Shiva turned to the idol.  Her hands framed the central fanged face of the snake goddess.  Shiva drew in a deep breath and held it.  As if breath and life were transferred to the stone figure, it grew pliant, swaying forward a little, then back.  The branching snakes to either side turned to look at Shiva.  They rippled closer to her, giving her their total attention.  She cupped her hands under the statue’s face and the ruby tears slowly slid down the face.  The stones fell into Shiva’s hands.  One by one, the snakes left their eyes as well.  All that was left were the two large rubies of the central figure.  Those fell out.  Shiva caught them.

I held out my hands and Shiva passed them along.  I used my tattoo link to my treasure vault to send them to safety, letting the rubies vanish into ether.

“Hey!” Thorn protested. 

“We’ll settle up later,” I said.

I thought she was going to argue, but she reined herself in and nodded.  “Yes, we will.  Take the garnet tongue, too.  You’ll need it.”

I stared at her.  “Something you see in my future?”

She nodded.  “Trust me.”

I reached over and used a bit of dragon strength to snap it off.  Garnet isn’t very strong.  In medieval times, the stone was often ground into powder and put in wine to treat fever and jaundice.  I held the wavy blade, staring at it.  Kinda like a knife with no hilt.

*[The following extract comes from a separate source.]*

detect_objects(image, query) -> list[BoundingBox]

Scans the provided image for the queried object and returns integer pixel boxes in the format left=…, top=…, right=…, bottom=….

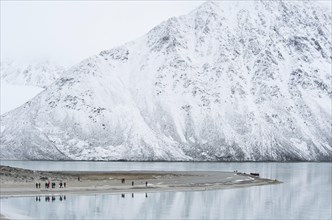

“Put it in your boot,” Thorn said.

I did.  “Happy?”

Thorn smiled, staring into a vision that was hers alone.  She said, “Yes.” 

Shiva went back to touching the snake goddess.  The idol flattened, losing definition.  A moment later, there was only a bare wall standing between the two block pillars. 

“You didn’t like the décor?” I asked.

“Kinda creeped me out,” Shiva said.  “Especially after I animated her.  I hope she stays out of my dreams.”

“Let’s get out of here,” I said.

Thorn summoned a magic ball of light to brighten our path as we walked away from the wall, past the altar, crossing the chamber to the fresh hole I’d made.  We threaded the burial chamber and entered the other half of the basement.